Dropped your iPhone in water? DO NOT put it in rice, warns Apple – but do THIS instead

GOT your iPhone wet? The classic well-known remedy espoused for years by tech guru websites has been to put the soggy device into a bag of uncooked rice.

The dry rice absorbs the moisture, bringing your phone back to life from the brink of destruction, or at least that’s the theory.

Now, following myriad warnings from experts, Apple has finally debunked the remedy as a pseudoscientific urban myth.

A new support note from the tech company says: “Don’t put your iPhone in a bag of rice. Doing so could allow small particles of rice to damage your iPhone”.

Studies also suggest that using uncooked rice is not particularly effective, less so than other desiccants such as silica gel.

The urban myth likely takes root in the traditional use of rice to keep camera equipment dry in humid, tropical environments.

Thieves steal iPhones worth €2 million from Telefonica logistics centre in Spain's Madrid
Getting your iPhone wet can be an expensive and miserable headache. Credit: Cordon Press

Although iPhones are advertised as ‘water resistant’, this does not mean they are immune to its effects.
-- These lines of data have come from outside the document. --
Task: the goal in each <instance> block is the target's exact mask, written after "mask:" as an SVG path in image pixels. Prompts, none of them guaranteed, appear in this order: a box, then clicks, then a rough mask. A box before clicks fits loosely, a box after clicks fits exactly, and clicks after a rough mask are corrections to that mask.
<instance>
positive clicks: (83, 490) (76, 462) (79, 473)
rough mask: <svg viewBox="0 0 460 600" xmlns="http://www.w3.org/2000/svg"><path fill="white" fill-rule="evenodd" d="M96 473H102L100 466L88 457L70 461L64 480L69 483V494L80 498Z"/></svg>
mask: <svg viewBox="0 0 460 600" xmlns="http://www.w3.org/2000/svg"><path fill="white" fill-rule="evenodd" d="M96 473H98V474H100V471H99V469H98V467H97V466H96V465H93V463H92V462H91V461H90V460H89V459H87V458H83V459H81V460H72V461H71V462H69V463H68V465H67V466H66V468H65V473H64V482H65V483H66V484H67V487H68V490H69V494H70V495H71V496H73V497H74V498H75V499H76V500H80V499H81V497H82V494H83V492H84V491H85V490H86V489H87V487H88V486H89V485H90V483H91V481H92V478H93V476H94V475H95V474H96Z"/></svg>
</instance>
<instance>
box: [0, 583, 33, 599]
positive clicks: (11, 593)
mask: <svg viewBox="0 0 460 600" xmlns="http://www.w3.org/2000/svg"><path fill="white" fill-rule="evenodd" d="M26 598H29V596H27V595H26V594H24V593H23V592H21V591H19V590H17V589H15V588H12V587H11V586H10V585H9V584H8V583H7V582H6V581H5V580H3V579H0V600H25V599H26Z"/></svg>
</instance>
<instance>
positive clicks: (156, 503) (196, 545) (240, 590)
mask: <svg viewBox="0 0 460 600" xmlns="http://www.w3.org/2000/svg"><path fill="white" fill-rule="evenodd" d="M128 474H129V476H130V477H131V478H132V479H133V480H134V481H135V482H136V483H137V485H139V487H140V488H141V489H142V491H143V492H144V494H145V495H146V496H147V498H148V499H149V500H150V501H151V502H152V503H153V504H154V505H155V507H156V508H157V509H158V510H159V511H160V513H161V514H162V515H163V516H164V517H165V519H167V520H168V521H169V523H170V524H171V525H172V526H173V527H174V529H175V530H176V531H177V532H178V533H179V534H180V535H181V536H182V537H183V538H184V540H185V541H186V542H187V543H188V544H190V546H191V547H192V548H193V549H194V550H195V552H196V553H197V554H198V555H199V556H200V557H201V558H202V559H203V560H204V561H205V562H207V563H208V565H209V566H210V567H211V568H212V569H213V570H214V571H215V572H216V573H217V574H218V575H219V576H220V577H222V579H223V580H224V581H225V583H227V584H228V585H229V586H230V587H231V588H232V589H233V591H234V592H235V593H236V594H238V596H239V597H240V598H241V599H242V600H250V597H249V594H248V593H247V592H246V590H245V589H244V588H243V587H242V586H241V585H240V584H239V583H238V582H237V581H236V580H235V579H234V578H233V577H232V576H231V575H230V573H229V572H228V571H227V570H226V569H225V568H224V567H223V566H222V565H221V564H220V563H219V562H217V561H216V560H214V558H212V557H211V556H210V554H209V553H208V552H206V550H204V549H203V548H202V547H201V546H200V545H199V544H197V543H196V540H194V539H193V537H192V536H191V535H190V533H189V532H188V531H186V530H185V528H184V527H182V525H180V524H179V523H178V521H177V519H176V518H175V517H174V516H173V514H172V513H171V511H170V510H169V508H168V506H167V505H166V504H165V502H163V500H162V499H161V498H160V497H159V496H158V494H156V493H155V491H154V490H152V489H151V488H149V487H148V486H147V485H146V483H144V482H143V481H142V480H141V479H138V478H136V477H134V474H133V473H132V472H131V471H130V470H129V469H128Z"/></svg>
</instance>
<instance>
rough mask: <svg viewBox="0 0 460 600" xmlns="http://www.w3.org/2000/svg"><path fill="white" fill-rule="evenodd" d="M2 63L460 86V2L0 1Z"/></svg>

Getting your iPhone wet can lead to a whole heap of problems, such as charging issues, blurry photos, no audio, internal rusting and even a complete end to all functionality.

However, using the foodstuff to dry a wet iPhone can do more harm than good, with small rice particles frequently becoming lodged inside the device. 

Apple’s support documentation includes two other warnings in case your iPhone gets wet: “Don’t dry your iPhone using an external heat source or compressed air” and “Don’t insert a foreign object, such as a cotton swab or a paper towel, into the connector”.

If you receive a ‘Liquid detected’ alert on your iPhone, Apple recommends unplugging your charging cable at both ends. Then, tap the phone ‘gently against your hand with the connector facing down to remove excess liquid’. Leave it to dry for half an hour, and then try to charge the device again. If this fails, try again the next day. 

If your iPhone is not functioning at all, turn it off.

Try to dry it with a towel and then place it in an airtight container packed with silica packets.

Alternatively, remove the SIM card and use a compressed aerosol air duster to carefully blow any water out.

If all else fails, you may have to get the professionals involved.